Vrijmetselaars namen deel aan alle samenzweringen tegen de keizer, maakten plannen voor een paleiscoup.

De meest actieve samenzweerder was Alexander Guchkov. Nina Berberova, die het boek Mensen en loges in ballingschap schreef, beschouwde Guchkov als een vrijmetselaar. Bovendien wijdde hij volgens haar informatie de generaals Mikhail Alekseev en Nikolai Ruzsky tot metselaars. Deze mensen speelden een doorslaggevende rol in het verhaal van de troonsafstand van Nicolaas II.

Het blijkt dat verzaking het werk is van de vrijmetselaars? Kan zijn. Maar er is een klein probleempje. Behalve Berberova bevestigt niemand dat Guchkov een vrijmetselaar was. Integendeel, alle "broeders" ontkenden het.
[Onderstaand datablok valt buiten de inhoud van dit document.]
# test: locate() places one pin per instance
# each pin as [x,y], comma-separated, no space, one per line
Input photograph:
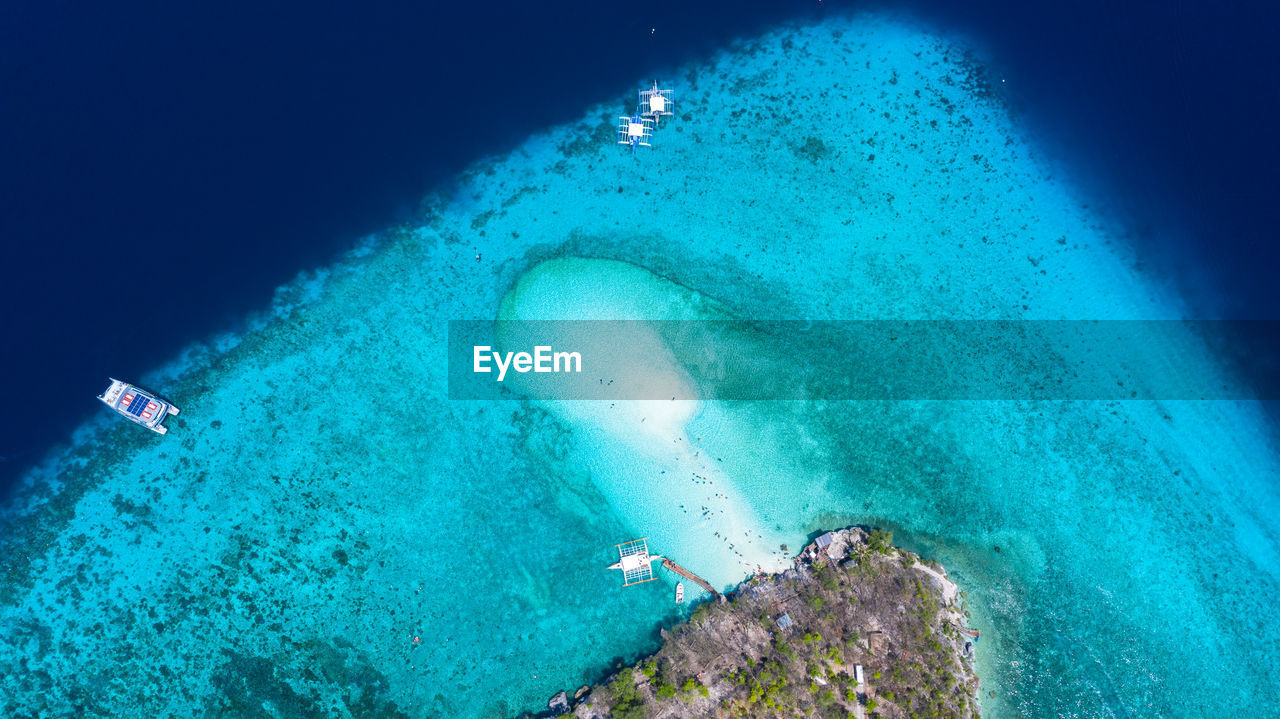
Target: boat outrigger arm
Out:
[137,406]
[635,131]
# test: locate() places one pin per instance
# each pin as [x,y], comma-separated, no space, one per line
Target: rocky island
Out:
[856,628]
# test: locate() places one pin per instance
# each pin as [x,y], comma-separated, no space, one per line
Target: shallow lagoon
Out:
[323,526]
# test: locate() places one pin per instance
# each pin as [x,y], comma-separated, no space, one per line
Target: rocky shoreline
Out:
[856,628]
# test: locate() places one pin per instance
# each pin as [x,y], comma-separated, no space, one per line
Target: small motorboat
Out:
[137,406]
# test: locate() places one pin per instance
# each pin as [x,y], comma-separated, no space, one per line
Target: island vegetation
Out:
[796,644]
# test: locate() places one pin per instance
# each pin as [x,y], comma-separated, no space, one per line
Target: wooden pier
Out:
[693,577]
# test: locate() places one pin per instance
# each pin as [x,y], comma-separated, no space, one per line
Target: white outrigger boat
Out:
[138,406]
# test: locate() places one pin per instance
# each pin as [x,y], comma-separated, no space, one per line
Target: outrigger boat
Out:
[138,406]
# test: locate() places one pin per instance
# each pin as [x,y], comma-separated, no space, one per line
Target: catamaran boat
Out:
[138,406]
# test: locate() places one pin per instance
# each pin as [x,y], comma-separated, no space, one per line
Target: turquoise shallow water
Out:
[324,531]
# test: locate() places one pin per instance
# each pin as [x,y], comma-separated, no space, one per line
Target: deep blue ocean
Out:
[163,168]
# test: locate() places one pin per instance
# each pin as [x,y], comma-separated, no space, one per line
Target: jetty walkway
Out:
[691,577]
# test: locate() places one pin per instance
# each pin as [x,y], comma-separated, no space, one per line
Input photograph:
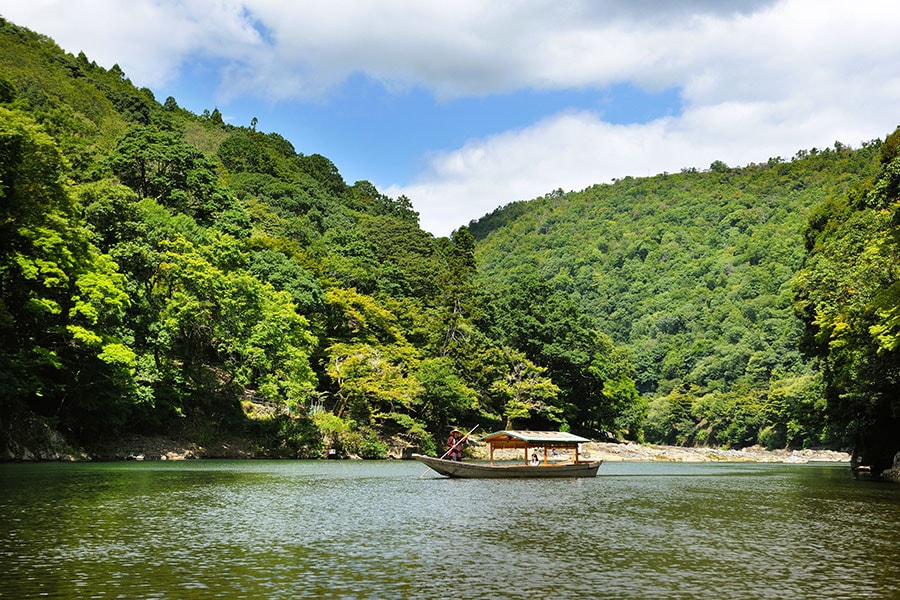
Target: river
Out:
[342,529]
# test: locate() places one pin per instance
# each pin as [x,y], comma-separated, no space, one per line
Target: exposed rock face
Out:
[893,474]
[34,439]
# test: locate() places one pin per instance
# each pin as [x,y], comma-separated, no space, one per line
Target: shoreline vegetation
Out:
[167,448]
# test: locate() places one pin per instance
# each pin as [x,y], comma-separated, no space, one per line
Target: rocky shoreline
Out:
[631,452]
[166,448]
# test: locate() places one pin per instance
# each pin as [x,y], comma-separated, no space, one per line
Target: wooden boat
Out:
[529,442]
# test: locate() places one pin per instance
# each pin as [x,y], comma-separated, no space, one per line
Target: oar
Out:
[450,449]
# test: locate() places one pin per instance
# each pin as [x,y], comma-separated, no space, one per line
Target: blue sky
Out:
[469,105]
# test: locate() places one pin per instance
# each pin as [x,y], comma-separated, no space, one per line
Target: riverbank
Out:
[631,452]
[167,448]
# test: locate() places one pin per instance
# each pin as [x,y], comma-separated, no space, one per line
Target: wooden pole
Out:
[460,441]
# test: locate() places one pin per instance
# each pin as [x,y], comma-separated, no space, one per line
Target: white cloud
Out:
[757,79]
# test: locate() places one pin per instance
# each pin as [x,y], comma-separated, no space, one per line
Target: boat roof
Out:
[510,438]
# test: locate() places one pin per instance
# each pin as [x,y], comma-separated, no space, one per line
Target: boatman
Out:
[454,445]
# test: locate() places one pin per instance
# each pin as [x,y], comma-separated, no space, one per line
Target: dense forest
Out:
[166,272]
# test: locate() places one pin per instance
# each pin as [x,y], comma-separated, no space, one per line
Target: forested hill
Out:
[694,272]
[167,273]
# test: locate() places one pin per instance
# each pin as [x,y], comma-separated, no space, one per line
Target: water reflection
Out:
[316,529]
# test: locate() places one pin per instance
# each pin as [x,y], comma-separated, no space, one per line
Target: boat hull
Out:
[469,470]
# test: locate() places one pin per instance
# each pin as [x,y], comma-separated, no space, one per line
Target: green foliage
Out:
[196,268]
[848,295]
[691,272]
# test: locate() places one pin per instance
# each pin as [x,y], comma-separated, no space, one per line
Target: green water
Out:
[317,529]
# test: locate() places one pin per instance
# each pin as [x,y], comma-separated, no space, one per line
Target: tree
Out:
[158,164]
[848,295]
[61,301]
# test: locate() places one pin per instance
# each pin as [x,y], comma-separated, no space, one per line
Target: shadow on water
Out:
[294,529]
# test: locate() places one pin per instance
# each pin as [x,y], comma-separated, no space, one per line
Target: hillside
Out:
[694,273]
[165,274]
[168,274]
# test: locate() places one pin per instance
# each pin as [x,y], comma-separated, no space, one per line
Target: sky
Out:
[466,106]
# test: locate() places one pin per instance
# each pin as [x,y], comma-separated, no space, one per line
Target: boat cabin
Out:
[533,440]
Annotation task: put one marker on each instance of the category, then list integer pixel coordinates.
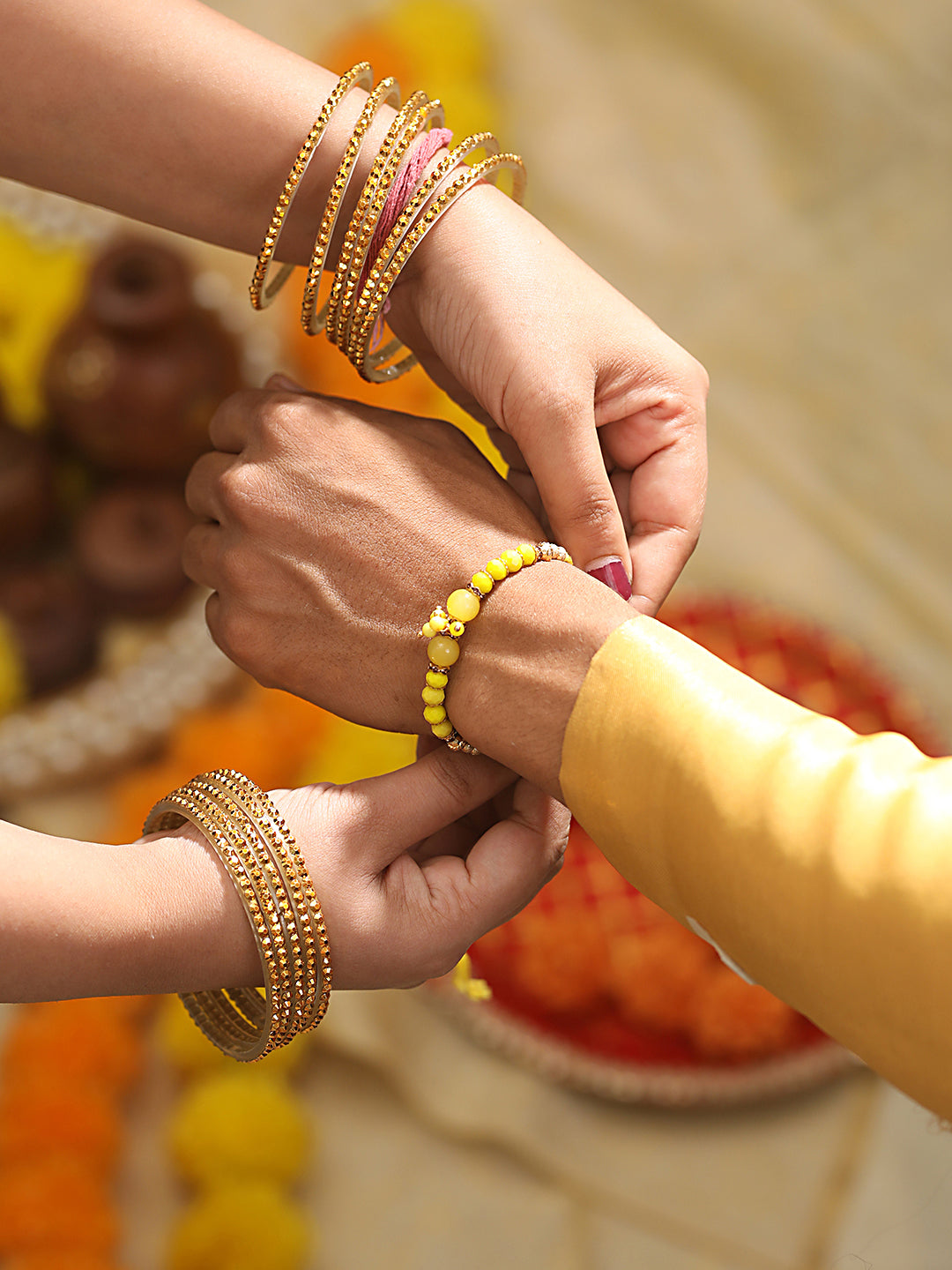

In elk geval vonden vrijmetselaars zich tijdens de Februari-revolutie sneller dan anderen en namen ze sleutelposities in zowel in de Voorlopige Regering (ten minste vier vrijmetselaars maakten deel uit van de eerste samenstelling) als in de Raad van Afgevaardigden van de Arbeiders, onder leiding van de vrijmetselaar Chkheidze.

En in juli 1917 leidde de algemeen secretaris van de WWHP Kerensky de regering. Het aantal vrijmetselaarsministers nam dramatisch toe. Maar tegen die tijd hadden vrijmetselaars niet langer dezelfde invloed. Voorheen waren de "broers" verenigd door een gemeenschappelijk doel: de strijd tegen autocratie. Partijenverschillen zijn nu naar voren gekomen.

En toen grepen de bolsjewieken de macht. De meeste vrijmetselaars belandden in ballingschap. In 1970 werden de laatste Russische loges in Parijs gesloten. In verband met het overlijden van bijna al hun leden.